Muay Thai is becoming increasingly popular across North America, both for its art form as a fighting sport, and its ability to develop the core principles of strength, endurance, and agility in its participants. In order to particular fully in Muay Thai, you will first need to understand the subtle differences that make it different from other mixed martial arts disciplines. That begins with an understanding of the main techniques that go into developing an effective Muay Thai fighter.
The Basis of Muay Thai Techniques
The global version of Muay Thai has developed a bit differently than the traditional Thai version. While Thai boxers used to focus on a quick exchange of blows, the whole body is now more favorable. As such, you will discover that nearly all techniques used in Muay Thai today make use of a total body movement routine, beginning with the rotation of the hip with every kick, block, elbow, and punch that is thrown. It is those four basic techniques that we will now briefly touch upon.
Muay Thai Fighters can use the elbow in various ways, all designed as a striking weapon. You can come at your opponent in a horizontal, diagonal upwards or downwards motion, with an uppercut, or via a flying motion just to name a few. If you come at your opponent from the side, the elbow can become a finishing move that is meant to end the bout. Many fighters also use it to cut the eyebrow of an opponent in order that blood may cloud his or her vision. Because of this, most people regard the elbow as the most dangerous and severe of the attacking techniques currently used in Muay Thai.
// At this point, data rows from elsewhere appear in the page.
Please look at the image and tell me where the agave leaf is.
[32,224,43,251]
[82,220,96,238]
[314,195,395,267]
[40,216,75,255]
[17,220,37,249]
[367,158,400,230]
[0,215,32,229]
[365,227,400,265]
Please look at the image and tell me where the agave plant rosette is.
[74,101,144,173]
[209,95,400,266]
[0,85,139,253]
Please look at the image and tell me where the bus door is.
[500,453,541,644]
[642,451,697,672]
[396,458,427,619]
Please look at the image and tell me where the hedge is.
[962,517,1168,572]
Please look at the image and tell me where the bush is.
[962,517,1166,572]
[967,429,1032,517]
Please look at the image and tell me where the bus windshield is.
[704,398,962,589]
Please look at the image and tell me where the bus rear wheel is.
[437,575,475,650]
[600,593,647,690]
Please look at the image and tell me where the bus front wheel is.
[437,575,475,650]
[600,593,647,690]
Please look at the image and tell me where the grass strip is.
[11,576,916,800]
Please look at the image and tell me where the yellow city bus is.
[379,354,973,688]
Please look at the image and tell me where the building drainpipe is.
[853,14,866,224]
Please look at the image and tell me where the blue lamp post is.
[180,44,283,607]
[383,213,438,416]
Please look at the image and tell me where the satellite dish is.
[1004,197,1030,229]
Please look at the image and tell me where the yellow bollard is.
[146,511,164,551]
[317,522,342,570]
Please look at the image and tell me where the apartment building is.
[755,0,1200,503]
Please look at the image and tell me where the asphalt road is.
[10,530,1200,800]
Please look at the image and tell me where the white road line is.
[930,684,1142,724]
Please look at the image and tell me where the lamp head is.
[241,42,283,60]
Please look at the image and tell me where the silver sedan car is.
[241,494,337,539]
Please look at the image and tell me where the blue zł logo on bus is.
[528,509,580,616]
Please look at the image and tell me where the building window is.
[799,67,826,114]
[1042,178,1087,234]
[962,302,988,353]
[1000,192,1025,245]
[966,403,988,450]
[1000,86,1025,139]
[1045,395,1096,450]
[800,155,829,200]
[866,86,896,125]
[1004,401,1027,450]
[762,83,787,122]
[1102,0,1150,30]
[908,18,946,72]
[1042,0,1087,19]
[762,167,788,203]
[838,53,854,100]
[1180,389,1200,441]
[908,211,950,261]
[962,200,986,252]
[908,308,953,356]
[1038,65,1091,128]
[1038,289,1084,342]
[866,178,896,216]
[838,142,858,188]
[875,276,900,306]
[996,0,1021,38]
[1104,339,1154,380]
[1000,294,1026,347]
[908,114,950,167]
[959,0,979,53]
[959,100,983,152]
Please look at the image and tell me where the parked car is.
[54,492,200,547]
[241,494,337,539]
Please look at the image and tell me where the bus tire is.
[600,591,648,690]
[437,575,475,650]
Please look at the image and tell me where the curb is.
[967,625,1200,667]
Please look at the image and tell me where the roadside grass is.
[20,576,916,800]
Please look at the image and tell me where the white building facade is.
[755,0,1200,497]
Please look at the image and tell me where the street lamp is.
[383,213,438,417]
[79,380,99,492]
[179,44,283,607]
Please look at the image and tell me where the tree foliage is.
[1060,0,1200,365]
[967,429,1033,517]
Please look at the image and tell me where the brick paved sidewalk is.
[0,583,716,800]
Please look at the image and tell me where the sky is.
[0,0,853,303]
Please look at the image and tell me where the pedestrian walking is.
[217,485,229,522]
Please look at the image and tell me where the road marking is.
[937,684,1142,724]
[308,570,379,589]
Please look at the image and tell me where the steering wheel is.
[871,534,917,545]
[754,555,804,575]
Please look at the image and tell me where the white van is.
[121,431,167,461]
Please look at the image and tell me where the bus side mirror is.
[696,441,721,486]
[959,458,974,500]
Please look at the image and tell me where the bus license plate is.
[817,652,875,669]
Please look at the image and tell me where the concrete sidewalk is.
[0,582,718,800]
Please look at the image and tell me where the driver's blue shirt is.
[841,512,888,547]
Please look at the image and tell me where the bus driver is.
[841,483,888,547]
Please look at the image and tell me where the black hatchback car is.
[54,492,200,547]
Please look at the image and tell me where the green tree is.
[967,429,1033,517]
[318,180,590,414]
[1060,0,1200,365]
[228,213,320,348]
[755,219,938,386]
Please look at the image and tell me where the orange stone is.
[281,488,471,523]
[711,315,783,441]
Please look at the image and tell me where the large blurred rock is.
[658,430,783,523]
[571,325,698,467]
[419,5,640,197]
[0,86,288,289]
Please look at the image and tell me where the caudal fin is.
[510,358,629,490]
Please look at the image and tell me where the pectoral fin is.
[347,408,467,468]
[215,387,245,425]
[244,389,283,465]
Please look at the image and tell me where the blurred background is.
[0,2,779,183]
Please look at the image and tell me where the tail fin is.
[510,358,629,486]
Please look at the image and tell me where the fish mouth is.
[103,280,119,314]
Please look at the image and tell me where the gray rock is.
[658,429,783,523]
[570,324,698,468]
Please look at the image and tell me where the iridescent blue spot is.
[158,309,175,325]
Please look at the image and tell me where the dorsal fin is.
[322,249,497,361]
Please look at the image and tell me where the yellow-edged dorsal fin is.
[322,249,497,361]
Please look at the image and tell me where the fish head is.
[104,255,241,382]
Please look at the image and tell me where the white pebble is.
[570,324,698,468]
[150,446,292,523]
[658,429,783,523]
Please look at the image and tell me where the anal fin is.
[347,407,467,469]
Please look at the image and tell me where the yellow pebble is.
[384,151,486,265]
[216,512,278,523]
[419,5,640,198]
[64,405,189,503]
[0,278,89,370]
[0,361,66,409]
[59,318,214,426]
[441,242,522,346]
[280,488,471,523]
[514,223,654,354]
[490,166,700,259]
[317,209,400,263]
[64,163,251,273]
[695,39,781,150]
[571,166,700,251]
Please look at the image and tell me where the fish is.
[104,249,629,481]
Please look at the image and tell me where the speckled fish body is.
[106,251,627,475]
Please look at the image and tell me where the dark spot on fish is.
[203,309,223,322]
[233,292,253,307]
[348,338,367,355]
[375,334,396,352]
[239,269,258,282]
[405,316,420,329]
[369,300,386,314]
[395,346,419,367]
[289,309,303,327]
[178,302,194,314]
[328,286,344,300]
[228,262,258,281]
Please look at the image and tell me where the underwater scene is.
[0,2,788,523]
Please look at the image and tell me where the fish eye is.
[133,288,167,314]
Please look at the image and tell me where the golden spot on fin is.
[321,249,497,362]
There are two main types of kicks used in Muay Thai: the foot jab and a roundhouse kick. Many people who have watched Muay Thai extensively will be more familiar with the roundhouse kick, as it involves a nearly complete rotation of the body to sweep through the opponent. It is extremely difficult to execute, but can be highly effective if incorporated into a fight at just the right time. It is important to remember that the foot is one of the more delicate parts of a Muay Thai fighter’s body given the number of fine bones that it possesses. Kicks must be executed with precision in order to avoid a break, which is why many Thai boxers focus just on quick kicks to the shin region of their opponent.
Naturally, defense is an important technique in Muay Thai and this begins with the block. This involves an opponent using a hard block to thwart any effort on the part of the other fighter to connect. A shin block is an effective way at stopping a kick coming your way, while a chop block can stop punches coming towards the upper body. Many blocks also involve a redirection, which effectively changes the direction of a strike so that it misses you all together.
While boxers may use punches primarily as an offensive weapon, it is considered to be a defensive technique in Muay Thai. With a punch, you will use your shoulders, arms, and legs as tools to stop your opponent from effectively executing any of their own techniques. You will use a punch to make a slight tap against the fist of the other fighter, effectively redirecting his or her own punch.
These techniques will go a long way towards helping you perfect your own Muay Thai ability. Remember to train hard under the supervision of a trained coach in order to ensure that you are incorporating these techniques effectively into your own style of fighting.